C’est en effet de l’étranger, notamment
des États-Unis, que viendra la
reconnaissance qu’on lui refuse en
France à cause de son passé. D’éminents
politologues, comme Benedetto
Croce, Robert Dahl ou Carl Friedrich,
salueront ainsi ses essais Du pouvoir
(1945) et De la souveraineté (1957),
passés inaperçus lors de leur sortie en
français. Une caution intellectuelle décisive
dans la réhabilitation de Jouvenel
dans son propre pays, comme le
montre l’historien. Celle-ci se fera en
trois temps. D’abord, dans les années
1950. La droite française, soucieuse
de rénovation théorique, lit alors avec
curiosité ce penseur éclectique dont
les écrits sont truffés de références à
des auteurs anglo-saxons peu connus
en dehors des cercles néolibéraux. Ensuite,
au début de la Ve République.
C’est l’époque où le gaullisme triomphant célèbre les technocrates. Jouvenel
ne peut que se réjouir de ce regain
d’influence des "experts", qui répond à
l’une des revendications des "non-conformistes"
de l’entre-deux-guerres.
Enfin, c’est dans le domaine de la prospective
que lui-même "vendra" sa
compétence, fondant en 1964 la revue
Futuribles.

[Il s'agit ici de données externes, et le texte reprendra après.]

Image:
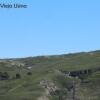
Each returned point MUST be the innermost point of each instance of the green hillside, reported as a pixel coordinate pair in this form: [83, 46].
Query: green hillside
[47, 78]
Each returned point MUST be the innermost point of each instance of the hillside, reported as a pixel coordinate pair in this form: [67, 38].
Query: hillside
[73, 76]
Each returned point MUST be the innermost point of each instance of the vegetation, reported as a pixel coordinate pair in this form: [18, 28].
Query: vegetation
[48, 78]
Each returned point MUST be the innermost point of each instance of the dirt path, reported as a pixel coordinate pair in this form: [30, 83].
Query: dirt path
[18, 86]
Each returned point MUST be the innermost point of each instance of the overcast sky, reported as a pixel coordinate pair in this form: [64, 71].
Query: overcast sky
[49, 27]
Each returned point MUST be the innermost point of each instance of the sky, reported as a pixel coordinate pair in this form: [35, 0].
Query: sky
[49, 27]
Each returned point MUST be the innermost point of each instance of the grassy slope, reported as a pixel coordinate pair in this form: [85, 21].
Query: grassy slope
[27, 88]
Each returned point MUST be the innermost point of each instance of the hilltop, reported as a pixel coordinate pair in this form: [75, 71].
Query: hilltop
[74, 76]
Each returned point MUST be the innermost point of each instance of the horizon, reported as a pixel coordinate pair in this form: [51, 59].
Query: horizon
[49, 55]
[49, 28]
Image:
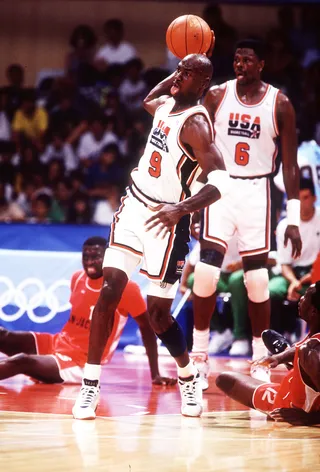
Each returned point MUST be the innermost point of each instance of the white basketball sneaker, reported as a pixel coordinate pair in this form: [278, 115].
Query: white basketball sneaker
[201, 361]
[191, 396]
[87, 401]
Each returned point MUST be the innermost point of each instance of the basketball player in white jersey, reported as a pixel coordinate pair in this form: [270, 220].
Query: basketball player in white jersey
[248, 116]
[179, 148]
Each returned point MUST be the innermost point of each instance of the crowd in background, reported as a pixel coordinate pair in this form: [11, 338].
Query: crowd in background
[67, 145]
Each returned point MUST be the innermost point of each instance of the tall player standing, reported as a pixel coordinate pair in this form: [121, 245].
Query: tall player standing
[248, 116]
[179, 148]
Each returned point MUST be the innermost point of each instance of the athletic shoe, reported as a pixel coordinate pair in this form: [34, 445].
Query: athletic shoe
[276, 343]
[260, 372]
[201, 361]
[221, 341]
[191, 395]
[240, 347]
[87, 401]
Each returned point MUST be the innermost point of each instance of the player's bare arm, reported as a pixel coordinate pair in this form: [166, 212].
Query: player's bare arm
[196, 134]
[158, 95]
[150, 343]
[213, 99]
[286, 119]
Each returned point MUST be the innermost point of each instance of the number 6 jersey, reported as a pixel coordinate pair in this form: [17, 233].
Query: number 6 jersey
[167, 168]
[246, 134]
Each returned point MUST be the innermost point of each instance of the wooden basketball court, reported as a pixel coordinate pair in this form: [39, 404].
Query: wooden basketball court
[139, 428]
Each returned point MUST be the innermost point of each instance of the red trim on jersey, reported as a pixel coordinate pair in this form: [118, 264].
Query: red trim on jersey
[165, 260]
[266, 248]
[252, 104]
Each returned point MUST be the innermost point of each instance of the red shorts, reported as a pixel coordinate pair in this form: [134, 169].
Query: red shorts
[264, 396]
[69, 370]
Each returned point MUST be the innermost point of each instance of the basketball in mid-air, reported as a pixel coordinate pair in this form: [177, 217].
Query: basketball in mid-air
[188, 34]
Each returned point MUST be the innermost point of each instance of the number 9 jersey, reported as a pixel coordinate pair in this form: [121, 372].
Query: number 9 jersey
[246, 134]
[167, 168]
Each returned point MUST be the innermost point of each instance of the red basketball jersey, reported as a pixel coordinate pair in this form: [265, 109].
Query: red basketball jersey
[73, 340]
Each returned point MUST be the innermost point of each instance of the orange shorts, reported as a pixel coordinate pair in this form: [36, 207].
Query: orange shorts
[69, 370]
[264, 396]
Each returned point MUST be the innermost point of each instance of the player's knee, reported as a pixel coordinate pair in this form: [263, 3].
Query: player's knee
[257, 283]
[225, 381]
[207, 273]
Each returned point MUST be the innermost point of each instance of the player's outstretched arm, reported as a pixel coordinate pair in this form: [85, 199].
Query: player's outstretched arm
[158, 95]
[150, 343]
[286, 119]
[196, 133]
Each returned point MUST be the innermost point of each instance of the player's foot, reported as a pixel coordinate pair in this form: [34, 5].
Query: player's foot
[201, 361]
[87, 401]
[221, 341]
[260, 372]
[191, 395]
[240, 347]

Reste son combat contre le
productivisme, autre thème cher aux
"relèves" des années 1930, qui revient
à la mode à la fin des années 1960.
Cet appel au réveil d’une "conscience
écologique" sera l’ultime engagement
de cet homme qui aura contribué au
renouvellement des idées politiques.
Un bel exercice de généalogie intellectuelle. [ Notes de lectures de Georges Leroy - Rentrée littéraire 2008 ]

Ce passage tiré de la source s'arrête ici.